Use Part 1 of the Fundamental Theorem of Calculus to find the derivative of the function.

{eq}h(x) = \int_{1}^{e^x} \, 4 \ln(t) \, \mathrm{d}t {/eq}

## Definite Integrals:

The fundamental theorem of calculus for finding the differentiation of any expression can be useful. The rule that it follows is derivative from the concept of limits.
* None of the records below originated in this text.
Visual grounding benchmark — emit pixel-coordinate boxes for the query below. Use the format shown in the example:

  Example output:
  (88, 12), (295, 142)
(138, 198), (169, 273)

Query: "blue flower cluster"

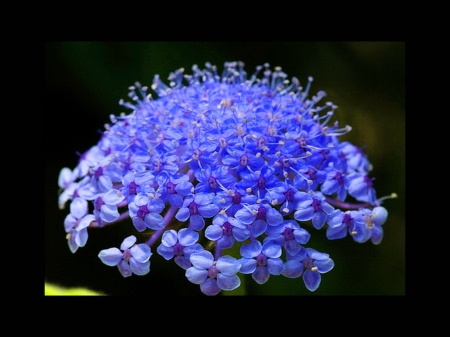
(58, 62), (395, 295)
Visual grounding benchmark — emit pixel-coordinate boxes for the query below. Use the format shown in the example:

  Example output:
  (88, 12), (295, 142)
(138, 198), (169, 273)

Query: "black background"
(44, 41), (405, 296)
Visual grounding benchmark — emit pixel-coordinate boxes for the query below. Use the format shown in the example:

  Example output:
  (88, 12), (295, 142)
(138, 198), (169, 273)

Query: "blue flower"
(239, 241), (284, 284)
(128, 192), (165, 232)
(98, 235), (153, 277)
(294, 192), (334, 229)
(264, 220), (311, 255)
(58, 62), (389, 295)
(156, 228), (203, 270)
(205, 214), (250, 249)
(175, 193), (219, 231)
(94, 189), (125, 227)
(64, 198), (95, 253)
(283, 248), (334, 291)
(186, 250), (241, 296)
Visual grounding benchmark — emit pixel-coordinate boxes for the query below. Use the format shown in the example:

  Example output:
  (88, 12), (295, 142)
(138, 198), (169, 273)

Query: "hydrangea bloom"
(58, 62), (395, 295)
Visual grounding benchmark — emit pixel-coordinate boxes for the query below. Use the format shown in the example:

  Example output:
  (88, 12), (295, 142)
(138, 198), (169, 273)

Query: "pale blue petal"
(267, 258), (284, 275)
(234, 208), (256, 225)
(98, 175), (113, 192)
(102, 190), (125, 205)
(147, 198), (166, 213)
(233, 227), (250, 242)
(294, 228), (311, 245)
(130, 257), (150, 275)
(132, 217), (147, 232)
(217, 272), (241, 290)
(98, 248), (123, 267)
(178, 228), (199, 247)
(64, 214), (78, 233)
(205, 225), (223, 241)
(120, 235), (137, 251)
(303, 269), (321, 291)
(130, 243), (153, 263)
(117, 260), (133, 277)
(75, 214), (95, 231)
(185, 267), (208, 284)
(156, 243), (174, 260)
(266, 207), (283, 226)
(167, 194), (183, 208)
(251, 219), (267, 237)
(145, 213), (164, 230)
(217, 235), (236, 249)
(238, 258), (256, 274)
(173, 255), (192, 270)
(294, 207), (314, 221)
(200, 278), (221, 296)
(314, 259), (334, 274)
(262, 242), (282, 258)
(311, 211), (328, 229)
(252, 266), (270, 284)
(100, 204), (120, 222)
(75, 228), (88, 247)
(216, 255), (241, 275)
(189, 214), (205, 231)
(70, 197), (88, 219)
(190, 250), (214, 269)
(240, 240), (262, 259)
(175, 207), (190, 222)
(161, 229), (178, 249)
(282, 260), (303, 278)
(198, 204), (220, 218)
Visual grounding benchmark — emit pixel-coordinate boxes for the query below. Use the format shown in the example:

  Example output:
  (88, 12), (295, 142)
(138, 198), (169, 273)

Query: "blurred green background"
(44, 41), (405, 296)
The formula is: {eq}\frac{d\left ( \int_{a}^{g(x)} f(t) dt\right )}{dx}=\frac{d(g(x))}{dx} f(g(x)) \\ {/eq}

The given integral expression is:

{eq}h(x) = \int_{1}^{e^x} \, 4 \ln(t) \, \mathrm{d}t {/eq}

Now we are finding the derivative as follows:

{eq}\frac{d(h(x))}{dx}= \frac{d\left ( \int_{1}^{e^x} \, 4 \ln(t) \, \mathrm{d}t \right )}{dx}\\ {/eq}

Now using the fundamental theorem that is as per the formula below:

{eq}\frac{d\left ( \int_{a}^{g(x)} f(t) dt\right )}{dx}=\frac{d(g(x))}{dx} f(g(x)) \\ {/eq}

So the given expression will be now;

{eq}\frac{d(h(x))}{dx}= \frac{d\left ( \int_{1}^{e^x} \, 4 \ln(t) \, \mathrm{d}t \right )}{dx}\\ =\frac{d(e^x)}{dx} 4 \ln(e^x) \\ =4 e^x \ln(e^x)\\ \Rightarrow h'(x)= 4 e^x \ln(e^x)\\ {/eq}

So this is the required derivative of the given integral expression.